Примерная дата приёма была известна задолго: сразу после дня рождения Ленина, когда Красная площадь немного подосвободится. Родители купили всем детям парадную форму, а мы зубрили присягу и старались лучше учиться, потому что двоечников в пионеры могли не принять. Остаться без галстука — высшей ценности 10-летних пацанов — никто не хотел.
Ближе к 22 апреля репетиций становилось всё больше, слова присяги отскакивали от зубов, движения были выверены до мелочей. Все мечтали об «икарусе», на котором нас повезут на Красную площадь. Изредка кто-то запускал дезу, что принимать в пионеры будут в школе, начиналась паника, но учителя всех успокаивали, уверенный тон не оставлял сомнений: в Тушине нас не оставят. Приём в пионеры назначили на 16 мая.
За несколько дней до «икаруса», Красной площади и Мавзолея жизнь круто взяла в сторону: ангина. Сильный жар, алого цвета горло, строгий постельный режим. Я лежал под одеялом на родительской кровати, за окном из ясеня лезли зелёные листочки, где-то высоко на безоблачном небе светило солнце, а на Красной площади моих одноклассников принимали в пионеры. От разрыва сердца меня спасло лишь то, что ни у кого ещё в нашем классе не было Инстаграма.
Когда я выздоровел и вернулся в школу, то узнал, что из всей параллели Красную площадь пропустил я один.
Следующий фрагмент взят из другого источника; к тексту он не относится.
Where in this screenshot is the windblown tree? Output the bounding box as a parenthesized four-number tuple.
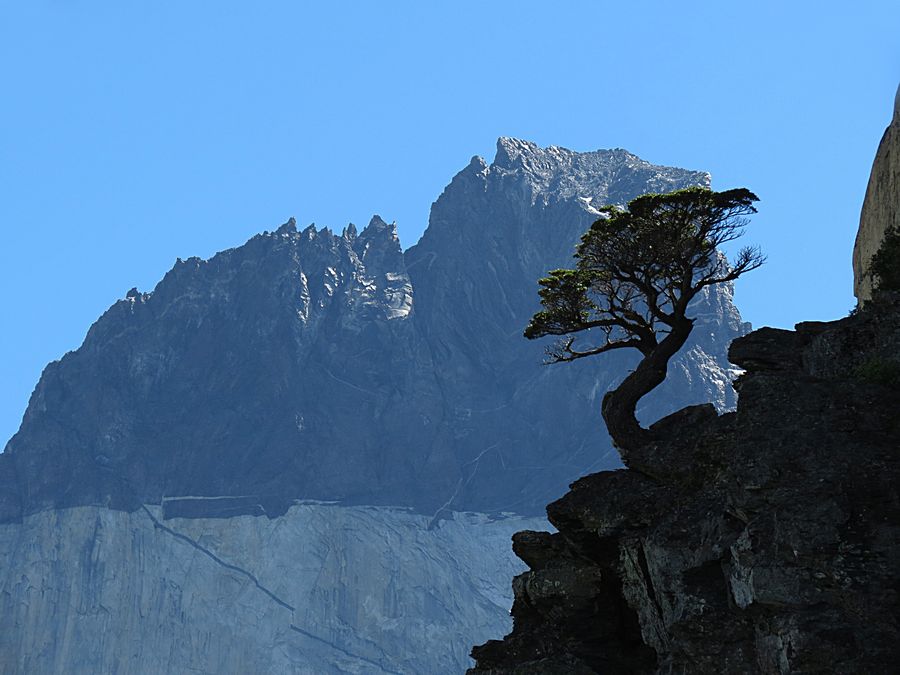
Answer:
(525, 187, 764, 452)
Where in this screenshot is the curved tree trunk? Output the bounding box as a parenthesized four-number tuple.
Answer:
(601, 319, 694, 454)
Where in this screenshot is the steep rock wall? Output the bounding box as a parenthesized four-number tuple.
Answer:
(0, 503, 544, 674)
(469, 296, 900, 674)
(853, 82, 900, 300)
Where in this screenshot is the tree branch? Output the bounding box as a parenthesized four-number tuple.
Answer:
(546, 336, 644, 363)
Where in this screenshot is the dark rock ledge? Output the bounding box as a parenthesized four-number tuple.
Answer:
(469, 294, 900, 674)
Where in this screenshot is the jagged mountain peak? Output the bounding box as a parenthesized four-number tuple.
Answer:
(364, 214, 393, 230)
(487, 137, 711, 206)
(0, 141, 745, 523)
(357, 215, 399, 245)
(492, 136, 637, 169)
(352, 215, 404, 270)
(466, 154, 489, 173)
(493, 136, 541, 166)
(492, 136, 624, 171)
(275, 217, 297, 235)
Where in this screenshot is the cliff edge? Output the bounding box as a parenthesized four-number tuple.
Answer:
(469, 294, 900, 673)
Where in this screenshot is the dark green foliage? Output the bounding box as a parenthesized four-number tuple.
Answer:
(870, 226, 900, 292)
(855, 356, 900, 388)
(525, 186, 763, 450)
(525, 186, 763, 362)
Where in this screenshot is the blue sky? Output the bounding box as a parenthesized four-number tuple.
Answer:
(2, 2, 898, 445)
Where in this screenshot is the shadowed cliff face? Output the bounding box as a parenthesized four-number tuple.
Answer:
(1, 138, 745, 520)
(468, 296, 900, 674)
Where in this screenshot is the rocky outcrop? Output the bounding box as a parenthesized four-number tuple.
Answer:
(853, 82, 900, 300)
(468, 294, 900, 674)
(0, 139, 744, 521)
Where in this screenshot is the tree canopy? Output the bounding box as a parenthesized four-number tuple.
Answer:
(525, 186, 763, 453)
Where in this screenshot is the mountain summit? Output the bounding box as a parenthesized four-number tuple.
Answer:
(1, 140, 744, 522)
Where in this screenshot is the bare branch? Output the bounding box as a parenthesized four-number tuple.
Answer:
(546, 336, 645, 363)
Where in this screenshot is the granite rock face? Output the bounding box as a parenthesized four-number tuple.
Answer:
(0, 503, 545, 674)
(853, 82, 900, 301)
(469, 294, 900, 674)
(1, 138, 744, 520)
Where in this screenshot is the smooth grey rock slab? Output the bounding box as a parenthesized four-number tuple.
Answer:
(0, 503, 546, 674)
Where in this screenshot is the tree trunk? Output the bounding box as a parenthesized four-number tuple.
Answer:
(601, 319, 694, 455)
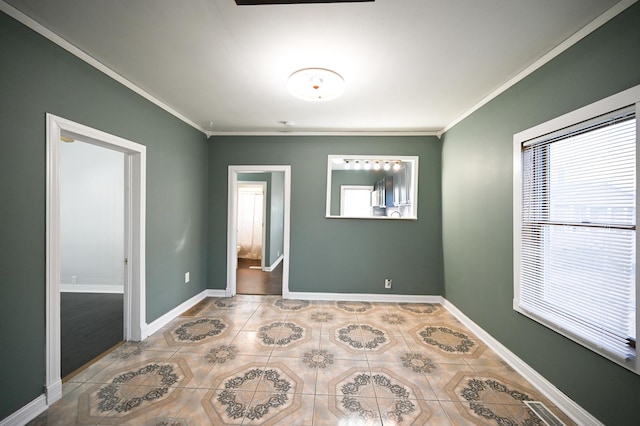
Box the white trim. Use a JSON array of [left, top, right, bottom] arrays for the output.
[[512, 85, 640, 375], [514, 85, 640, 144], [60, 284, 124, 293], [227, 166, 291, 298], [143, 289, 228, 338], [286, 292, 443, 304], [326, 155, 419, 219], [441, 0, 638, 135], [46, 114, 146, 406], [0, 394, 47, 426], [264, 254, 284, 272], [208, 131, 440, 137], [1, 0, 635, 139], [205, 289, 228, 298], [443, 299, 604, 426], [0, 1, 206, 135], [143, 291, 206, 338]]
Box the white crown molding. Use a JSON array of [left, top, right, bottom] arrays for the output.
[[2, 0, 636, 139], [0, 1, 207, 136], [441, 0, 638, 135], [207, 130, 441, 138]]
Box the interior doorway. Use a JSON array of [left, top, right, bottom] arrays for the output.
[[59, 140, 125, 378], [46, 114, 146, 406], [227, 166, 291, 298], [236, 182, 266, 265]]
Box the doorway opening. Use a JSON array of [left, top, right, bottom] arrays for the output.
[[59, 140, 125, 378], [227, 166, 291, 297], [46, 114, 146, 406]]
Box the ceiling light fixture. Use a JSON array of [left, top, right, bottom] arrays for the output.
[[287, 68, 345, 102]]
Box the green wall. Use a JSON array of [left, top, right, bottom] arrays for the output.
[[208, 136, 444, 295], [440, 4, 640, 424], [0, 12, 209, 420]]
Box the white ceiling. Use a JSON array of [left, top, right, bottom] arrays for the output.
[[3, 0, 628, 135]]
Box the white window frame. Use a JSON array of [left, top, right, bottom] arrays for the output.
[[340, 185, 374, 217], [513, 85, 640, 374]]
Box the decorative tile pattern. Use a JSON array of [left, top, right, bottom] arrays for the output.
[[398, 302, 440, 314], [381, 313, 406, 325], [97, 364, 179, 413], [215, 298, 238, 308], [328, 368, 434, 424], [205, 344, 238, 364], [302, 349, 334, 369], [337, 324, 387, 350], [418, 326, 475, 353], [309, 311, 334, 323], [31, 298, 575, 426], [258, 321, 304, 346], [400, 353, 438, 374], [458, 377, 543, 425], [110, 341, 149, 359], [274, 298, 310, 311], [174, 318, 227, 342], [336, 301, 373, 313], [218, 368, 291, 420]]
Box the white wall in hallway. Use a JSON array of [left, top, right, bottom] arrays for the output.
[[60, 140, 124, 293]]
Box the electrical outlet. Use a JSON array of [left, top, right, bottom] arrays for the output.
[[185, 272, 190, 283], [71, 275, 77, 284], [385, 278, 392, 289]]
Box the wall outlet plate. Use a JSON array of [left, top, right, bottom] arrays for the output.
[[385, 278, 392, 289], [185, 272, 190, 283]]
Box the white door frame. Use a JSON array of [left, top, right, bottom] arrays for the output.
[[227, 166, 290, 297], [237, 181, 267, 268], [45, 114, 146, 405]]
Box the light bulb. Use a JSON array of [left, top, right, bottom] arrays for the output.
[[354, 161, 361, 170], [344, 160, 351, 170], [364, 161, 371, 170], [373, 161, 381, 170], [393, 161, 401, 171], [383, 162, 391, 171]]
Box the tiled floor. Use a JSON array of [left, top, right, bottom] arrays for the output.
[[30, 296, 575, 425]]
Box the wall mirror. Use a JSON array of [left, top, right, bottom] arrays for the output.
[[326, 155, 418, 219]]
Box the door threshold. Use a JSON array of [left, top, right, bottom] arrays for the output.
[[62, 341, 124, 383]]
Завуч Татьяна Эммануиловна Ябко сказала мне на перемене:
— Ничего-ничего, на первом же классном часе примем тебя в пионеры.
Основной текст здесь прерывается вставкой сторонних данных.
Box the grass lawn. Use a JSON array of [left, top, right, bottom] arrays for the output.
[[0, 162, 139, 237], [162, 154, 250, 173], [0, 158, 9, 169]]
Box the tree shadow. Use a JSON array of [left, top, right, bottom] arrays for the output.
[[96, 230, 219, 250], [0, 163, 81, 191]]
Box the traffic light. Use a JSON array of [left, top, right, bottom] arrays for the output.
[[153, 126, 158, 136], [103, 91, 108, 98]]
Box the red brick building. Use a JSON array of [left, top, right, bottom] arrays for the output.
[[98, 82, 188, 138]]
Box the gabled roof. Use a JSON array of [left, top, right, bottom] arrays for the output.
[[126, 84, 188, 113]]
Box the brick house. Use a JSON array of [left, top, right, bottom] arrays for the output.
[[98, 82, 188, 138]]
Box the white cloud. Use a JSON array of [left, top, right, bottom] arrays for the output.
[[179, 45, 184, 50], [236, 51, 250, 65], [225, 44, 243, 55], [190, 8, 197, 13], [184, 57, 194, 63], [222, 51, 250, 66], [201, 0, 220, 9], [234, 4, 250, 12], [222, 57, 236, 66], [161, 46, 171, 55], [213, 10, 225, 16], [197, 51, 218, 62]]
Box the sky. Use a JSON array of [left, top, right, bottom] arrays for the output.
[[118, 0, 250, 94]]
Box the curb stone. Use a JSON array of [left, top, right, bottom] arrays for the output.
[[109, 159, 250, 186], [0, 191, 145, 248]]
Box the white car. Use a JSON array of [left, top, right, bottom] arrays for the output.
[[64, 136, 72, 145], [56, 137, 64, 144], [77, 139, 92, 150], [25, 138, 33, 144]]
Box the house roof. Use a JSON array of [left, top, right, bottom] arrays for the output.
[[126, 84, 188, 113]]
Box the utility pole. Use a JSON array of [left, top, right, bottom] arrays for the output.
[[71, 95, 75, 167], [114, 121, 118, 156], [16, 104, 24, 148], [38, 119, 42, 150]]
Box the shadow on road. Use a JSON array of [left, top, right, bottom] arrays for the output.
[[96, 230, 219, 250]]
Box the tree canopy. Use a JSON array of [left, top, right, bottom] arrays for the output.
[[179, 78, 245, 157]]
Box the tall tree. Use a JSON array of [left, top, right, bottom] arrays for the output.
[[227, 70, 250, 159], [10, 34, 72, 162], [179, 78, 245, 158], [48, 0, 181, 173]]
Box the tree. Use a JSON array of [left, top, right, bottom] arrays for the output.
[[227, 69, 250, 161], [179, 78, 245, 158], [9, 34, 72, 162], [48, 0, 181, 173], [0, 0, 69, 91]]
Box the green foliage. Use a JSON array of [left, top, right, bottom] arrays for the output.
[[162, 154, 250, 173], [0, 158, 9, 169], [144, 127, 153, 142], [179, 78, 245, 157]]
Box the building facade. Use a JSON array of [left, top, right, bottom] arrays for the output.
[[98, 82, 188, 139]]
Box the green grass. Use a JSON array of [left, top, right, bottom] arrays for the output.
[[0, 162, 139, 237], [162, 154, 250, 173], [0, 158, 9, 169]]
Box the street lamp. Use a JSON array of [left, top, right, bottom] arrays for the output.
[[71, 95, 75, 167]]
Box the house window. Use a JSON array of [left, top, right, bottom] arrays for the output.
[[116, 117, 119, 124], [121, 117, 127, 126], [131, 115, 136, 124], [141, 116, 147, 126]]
(Классный час — это такой еженедельный тим-билдинг по вторникам вместо первого урока.)
Ещё не осознав глубины насмешки надо мной, я терпеливо выслушал про классный час и спросил:
— А когда меня повезут на Красную площадь?
Татьяна Эммануиловна была педагог со стажем и наверняка понимала, что сейчас будет не самая простая минута в её жизни.
— А на Красную площадь тебя никто не повезёт.
Наверное, мне было бы проще, если бы Татьяна Эммануиловна, встав посреди коридора, крикнула:
— Дети! Смотрите: Антоша Петров из третьего «Б» — гомик!
Но она сказала:
— А на Красную площадь тебя никто не повезёт.
План мести созрел довольно быстро, был отточен дома и одобрен родителями. Я стал ждать вторника.
Перед классным часом, пропуская детей в кабинет, классная руководительница Ольга Геннадьевна Пудеева остановила меня:
— Почему ты не в парадной форме?
— Не взял, — неопределённо ответил я.
В 8:30, когда все уселись за парты, Ольга Геннадьевна встала перед средним рядом и сказала:
— Ребята, сегодня у нас не простой классный час. Сегодня мы будем принимать в пионеры Антона Петрова!
Все дети обернулись на меня, будто видя впервые. Я старался не ёрзать в предвкушении.
В 8:35 в класс зашла завуч Татьяна Эммануиловна.
«Вот бляди, даже директриса не пришла», — отметил я про себя.
— Ребята, сегодня у нас торжественный день, — начала она. — Сегодня мы принимаем в пионеры Антона Петрова! Встань, Антон.
Я встал. Весь фокус моей мести был рассчитан на то, что формально согласие стать пионером было делом добровольным.
— Итак, Антон, — сказала завуч, — согласен ли ты вступить в ряды Всесоюзной пионерской организации имени Владимира Ильича Ленина?
— Нет, — ответил я. — Не согласен.
В эту секунду все охуели. Я ликовал.
Меня уговаривали. Я был непреклонен. Спрашивали: почему? Я отвечал заученное дома: не хочу участвовать во всей этой вашей коммунистической блядоте. Мне не верили.
Завуч хитро спросила:
— Это потому, что тебя принимают в классе, а не везут на Красную площадь?
Я ответил ей что-то, что сегодня прозвучало бы так:
— Да ебал я эту вашу Красную площадь…
Я один во всей школе не носил пионерский галстук. Я остался без главной ценности 10-летних пацанов, но был, как говорится, нюанс: не система сделала меня изгоем. Я сам вышел из системы.